Faster binary data writing to socket

streamich commented 1 year ago

uWebSockets.js accepts ArrayBuffer-and-co JavaScript binary formats when writing to the socket, that is great, but is not enough.

All data encoders pre-allocate more memory than needed, but current API does not allow to effectively provide only the slice of the final encoded data, instead of creating a new buffer-like object.

A simplified example:

const uint8 = new Uint8Array(1024);
const size = encodeMessage(uint8, message);
const output = uit8.subarray(0, size); // <--------- This is a problem, .subarray() is very slow.

res.end(output);

Instead, responses could be sped up substantially (and consume less memory), with an API as follows:

const uint8 = new Uint8Array(1024);
const size = encodeMessage(uint8, message);

res.end(uint8.buffer, 0, size);

, where 0 is offset and size is the length of binary chunk to copy. (No call to .subarray(), which is very slow.)

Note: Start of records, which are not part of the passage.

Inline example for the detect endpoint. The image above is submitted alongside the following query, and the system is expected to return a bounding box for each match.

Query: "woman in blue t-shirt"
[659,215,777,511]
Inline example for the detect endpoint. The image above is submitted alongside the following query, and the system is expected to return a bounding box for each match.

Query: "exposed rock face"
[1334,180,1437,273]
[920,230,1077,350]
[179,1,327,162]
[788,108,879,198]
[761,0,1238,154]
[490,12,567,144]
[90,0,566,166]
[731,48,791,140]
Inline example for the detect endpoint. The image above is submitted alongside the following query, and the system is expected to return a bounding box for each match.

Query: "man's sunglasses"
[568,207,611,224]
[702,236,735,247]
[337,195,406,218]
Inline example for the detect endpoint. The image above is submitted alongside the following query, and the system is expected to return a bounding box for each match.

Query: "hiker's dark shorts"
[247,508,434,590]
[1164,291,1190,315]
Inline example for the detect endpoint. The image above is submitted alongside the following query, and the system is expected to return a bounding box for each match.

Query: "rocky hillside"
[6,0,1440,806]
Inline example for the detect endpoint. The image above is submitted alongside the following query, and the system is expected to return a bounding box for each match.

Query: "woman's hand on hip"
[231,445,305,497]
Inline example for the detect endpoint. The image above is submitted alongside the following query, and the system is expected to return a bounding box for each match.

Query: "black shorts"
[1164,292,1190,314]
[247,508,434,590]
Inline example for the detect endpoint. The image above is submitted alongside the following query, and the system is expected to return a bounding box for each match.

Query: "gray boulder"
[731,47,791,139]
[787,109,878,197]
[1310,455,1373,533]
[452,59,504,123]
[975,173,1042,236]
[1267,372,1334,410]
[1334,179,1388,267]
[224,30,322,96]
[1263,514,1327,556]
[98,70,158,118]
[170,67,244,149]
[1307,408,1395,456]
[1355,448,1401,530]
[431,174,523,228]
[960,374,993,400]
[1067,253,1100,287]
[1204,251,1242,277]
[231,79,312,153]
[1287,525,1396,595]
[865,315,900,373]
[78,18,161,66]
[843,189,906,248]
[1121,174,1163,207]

Constructing ArrayBuffer, or Uint8Array, or Buffer are very, very slow in Node.js and every release, at least since Node v14, it is getting slower.

I would like to propose an optimized API, where the binary chunk slice can be specified using offset and length params, instead of creating a temporary ArrayBuffer or Uint8Array.

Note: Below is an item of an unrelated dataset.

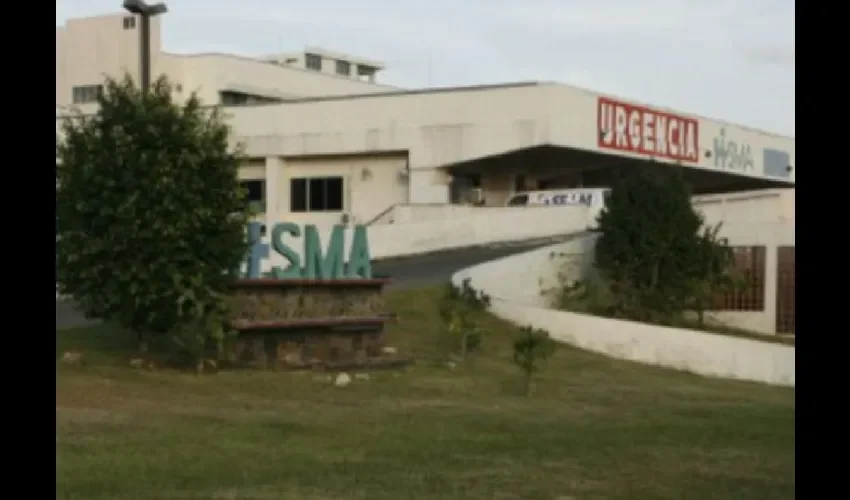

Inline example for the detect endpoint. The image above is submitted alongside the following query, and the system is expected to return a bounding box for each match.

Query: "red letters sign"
[597,97,700,163]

Below are three options for this new API.

Option 1

This would be the fastest option:

interface HttpResponse {
  endFast(buf: ArrayBuffer, offset: number, length: number): void;
  writeFast(buf: ArrayBuffer, offset: number, length: number): void;
}

The .end() and .write() are the most performance critical methods, so .writeHeader() and .writeStatus() could be ignored here.

Option 2

This option is slower, but would integrate nicely with the existing API:

type RecognizedString = RecognizedString | Slice;

interface Slice {
  buf: ArrayBuffer;
  offset: number;
  length: number;
}

// or

type Slice = [buf: ArrayBuffer, offset: number, length: number];

constructing a new instance of Slice is about 30x faster than creating a "slice" using ArrayBuffer or Uint8Array.

In TypeScript:

class Slice {
  constructor (public readonly buf: ArrayBuffer, public readonly offset: number, public readonly length: number) {}
}
const slice = new Slice(uint8.buffer, 0, size);

// or

type Slice = [buf: ArrayBuffer, offset: number, length: number];
const slice = [uint8.buffer, 0, size];

This option would integrate well also with the .writeHeader and .writeStatus methods.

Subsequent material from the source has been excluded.